Watch all the Transform 2020 sessions on-demand right here.


When it comes to practical uses for artificial intelligence and machine learning, the financial sector has been leading the way with projects that demonstrate the potential of these emerging technologies. Among the companies seeing a big return on their AI investments is Visa.

Melissa McSherry, a senior vice president and global head of data for Visa, said the company prevents $25 billion in annual fraud thanks to the AI it developed. The path Visa took to get here offers lessons to other companies weighing how and when to launch their automation projects.

“We have definitely taken a use case approach to AI,” McSherry said. “We don’t deploy AI for the sake of AI. We deploy it because it’s the most effective way to solve a problem.”

McSherry made her remarks in an interview with Lori Sherer, a partner with Bain & Company, during VentureBeat’s Transform 2020 conference.

The company’s primary use of AI involves its Visa Advanced Authorization platform. McSherry explained that the VAA scores every transaction that goes across the network and rates each one based on the likelihood that it’s fraudulent. By improving the separation between good and bad transactions, the system allows more transactions to be approved more quickly. “With 3.5 billion cards and 210 billion transactions a year, it is really worth it to everyone to make those cards work better and for more transactions to go through,” McSherry said.

The current system represents an evolution of a fraud detection service originally deployed in 1993. Today, the system uses recurrent neural networks along with gradient boosted trees. McSherry said having a defined use case — fraud detection — has allowed Visa to remain focused on how AI and ML can help improve services.

“I think it helps that we started with the first use case a long time ago,” McSherry said. “There’s no substitute for experience, and I think we have a fair amount of experience at this point on how to build and deploy these models. And so the first lesson is just at a certain point, you have to pick a use case and you just have to start.”

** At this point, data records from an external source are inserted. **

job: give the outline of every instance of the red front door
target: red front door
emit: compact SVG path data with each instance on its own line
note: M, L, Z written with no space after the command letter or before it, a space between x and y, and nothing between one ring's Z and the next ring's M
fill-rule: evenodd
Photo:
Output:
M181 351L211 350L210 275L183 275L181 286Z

How these tools get implemented is also critical, McSherry said. In Visa’s case, the company introduces new AI and ML tools in a layered fashion in systems outside of its main transaction processing network to avoid increasing latency.

“You obviously aren’t going to be dropping a self-updating deep learning model into a mainframe that we use for transaction processing,” she said. “Our latency requirements are such that we need to be able to score these models in milliseconds, because we do score every transaction that goes into the network in real time based on the characteristics of that transaction.”

That said, the decision to implement AI tools directly into a system or adjacent likely depends on how much a business depends on speed. “I think the general idea is that you have flexibility in how you implement it, and you don’t necessarily need to implement every capability in every system,” McSherry said.

She noted that Visa has seen a 20-30% lift in model performance when it has applied advanced AI techniques versus more traditional ML techniques like gradient boosted trees. In some cases, the company has experienced more than 100% lift.

Going forward, McSherry is optimistic about AI’s impact on the financial sector, and on Visa’s business. The company is increasingly helping banks understand which products work and which ones don’t, for instance.

“When we do that faster, it speeds up their product development cycle so that they’re able to put better products in front of consumers faster,” McSherry said. “The idea of using AI to speed up and make those insights more precise is something we’re investing in and we’re very excited about.”